Boris Johnson asked top scientists Chris Whitty and Patrick Vallance if Covid could be destroyed by blowing a “special hair dryer” up noses, Dominic Cummings has claimed.
In a “low point” while prime minister, he allegedly sent a video of a man using such a purported device to the men serving as England’s chief scientific adviser and chief medical officer and asked what they thought.
Mr Cummings, his former chief adviser turned nemesis, made a series of claims in his witness statement handed to the UK Covid-19 Inquiry.
He said Mr Johnson also asked him to find a “dead cat” to get the coronavirus pandemic off the front pages of newspapers because he was “sick” of it.
A so-called dead cat strategy is the political meddling of circulating striking claims in order to divert attention away from an unwanted story.

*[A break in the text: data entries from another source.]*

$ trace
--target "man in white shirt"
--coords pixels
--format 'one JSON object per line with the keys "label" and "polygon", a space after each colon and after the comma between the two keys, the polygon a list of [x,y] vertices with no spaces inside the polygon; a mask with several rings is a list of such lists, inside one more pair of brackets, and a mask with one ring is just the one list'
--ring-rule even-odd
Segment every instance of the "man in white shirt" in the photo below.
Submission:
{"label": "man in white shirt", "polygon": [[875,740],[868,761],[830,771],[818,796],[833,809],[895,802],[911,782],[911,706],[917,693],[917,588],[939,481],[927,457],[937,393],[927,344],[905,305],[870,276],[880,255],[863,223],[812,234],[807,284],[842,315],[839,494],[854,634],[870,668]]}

Mr Cummings said that in autumn 2020 Mr Johnson asked him to “put your campaign head back on and figure out how we dead-cat Covid”.
“I’m sick of Covid, I want it off the front pages,” Mr Johnson said, according to Mr Cummings.
The adviser, who worked with Mr Johnson on the Brexit campaign, says he replied that “no campaign could ‘dead-cat Covid’”.
In the alleged hairdryer episode, the then-prime minister was said to have sent a subsequently deleted-from-YouTube video to a WhatsApp group with his top scientists.
Mr Cummings wrote: “A low point was when he circulated a video of a guy blowing a special hair dryer up his nose ‘to kill Covid’ and asked the CSA and CMO what they thought.”
He also repeated a suggestion that Mr Johnson was working on a biography of William Shakespeare rather than the pandemic on a two-week holiday in February 2020.
“He was extremely distracted,” Mr Cummings wrote.
“He had a divorce to finalise and was grappling with financial problems from that plus his girlfriend’s spending plans for the No 10 flat (which he raised repeatedly from early January).
“An ex-girlfriend was making accusations about him in the media.
“His current girlfriend wanted to finalise the announcement of their engagement.
“He said he wanted to work on his Shakespeare book.”